Premier League 2026-27: Análisis de la cuarta jornada
La cuarta jornada de la Premier League 2026-27 dejó una tabla de sensaciones tan cambiante como el propio campeonato. No es una clasificación de puntos, sino de actuaciones. Un corte semanal a pulso, partido a partido. Y esta vez, el foco se reparte entre un Leeds desatado, un Brighton demoledor y un Manchester City que convirtió una expulsión temprana en una lección táctica.
1. Leeds United: una noche de Elland Road para enmarcar
Leeds United 4-1 Newcastle United
Daniel Farke salió de Elland Road con el pecho hinchado. “Mis chicos fueron brillantes”, resumió. Y no exageró.
Leeds firmó una primera parte de vértigo. Oleada tras oleada. Jayden Bogle aparecía en todas partes, incluso donde no sabía: se cruzó en el camino del cabezazo de Dominic Calvert-Lewin y acabó apuntándose un gol casi sin enterarse. Newcastle, desbordado, pedía el descanso como quien pide aire.
Calvert-Lewin dio una exhibición de ‘9’ clásico: intimidó a Sven Botman y Malick Thiaw, ganó duelos por alto, fijó centrales y repartió. Un gol y una asistencia que se quedaron cortos para lo que produjo. Noah Okafor, entrando desde la izquierda con libertad, también encontró premio.
En el medio, el trío Anton Stach–Ethan Ampadu–Ao Tanaka se comió literalmente a Newcastle. Presión, recorridos largos, ritmo. No dejaron respirar a nadie de negro y blanco.
Farke lo definió como “una actuación de primer nivel”. No hizo falta añadir nada más.
2. Brighton: Lewis Dunk y un cañonazo para el recuerdo
Coventry City 0-5 Brighton
Dos palabras: Lewis Dunk.
El capitán de Brighton firmó uno de esos goles que se repiten en bucle toda la temporada. Un disparo lejano, pausado, casi displicente, directo a la escuadra, que coronó una goleada aplastante en un contexto curioso: el equipo de Fabian Hürzeler jugó sin tres de sus principales amenazas ofensivas.
Yankuba Minteh, Kaoru Mitoma y Georginio Rutter apenas han sumado una aparición liguera entre los tres. Aun así, Brighton es el conjunto más goleador del campeonato, con una media superior a los tres tantos por partido.
En Coventry no tuvieron piedad. Malick Yalcouye aprovechó la fragilidad local con una facilidad que invita a preguntarse por qué apenas contó en el Swansea del Championship. Charalampos Kostoulas dejó un gol de puro talento, de malabares previos. Y Dunk puso la guinda desde 30 metros.
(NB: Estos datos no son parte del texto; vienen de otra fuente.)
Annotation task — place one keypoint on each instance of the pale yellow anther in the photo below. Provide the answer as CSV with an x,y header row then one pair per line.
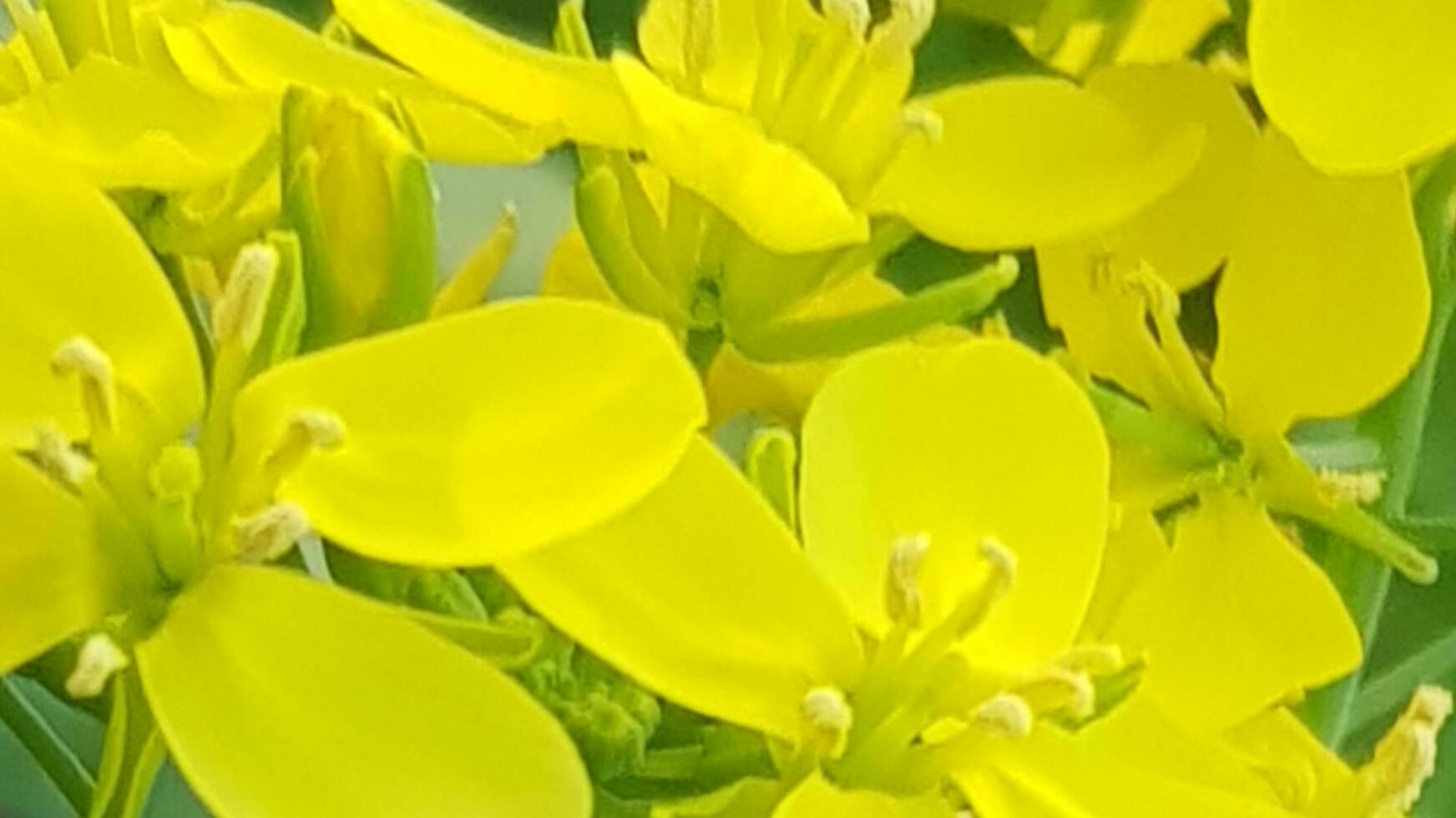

En la sala de máquinas, Pascal Gross y Yasin Ayari se complementaron a la perfección y también se sumaron a la fiesta con un gol cada uno. Brighton no solo juega bien: huele sangre y castiga.
3. Nottingham Forest: un segundo tiempo para enmarcar en Villa Park
Aston Villa 1-2 Nottingham Forest
Oliver Glasner lo dijo claro: no fue solo la victoria, fue la forma. “La segunda parte fue increíble de ver”.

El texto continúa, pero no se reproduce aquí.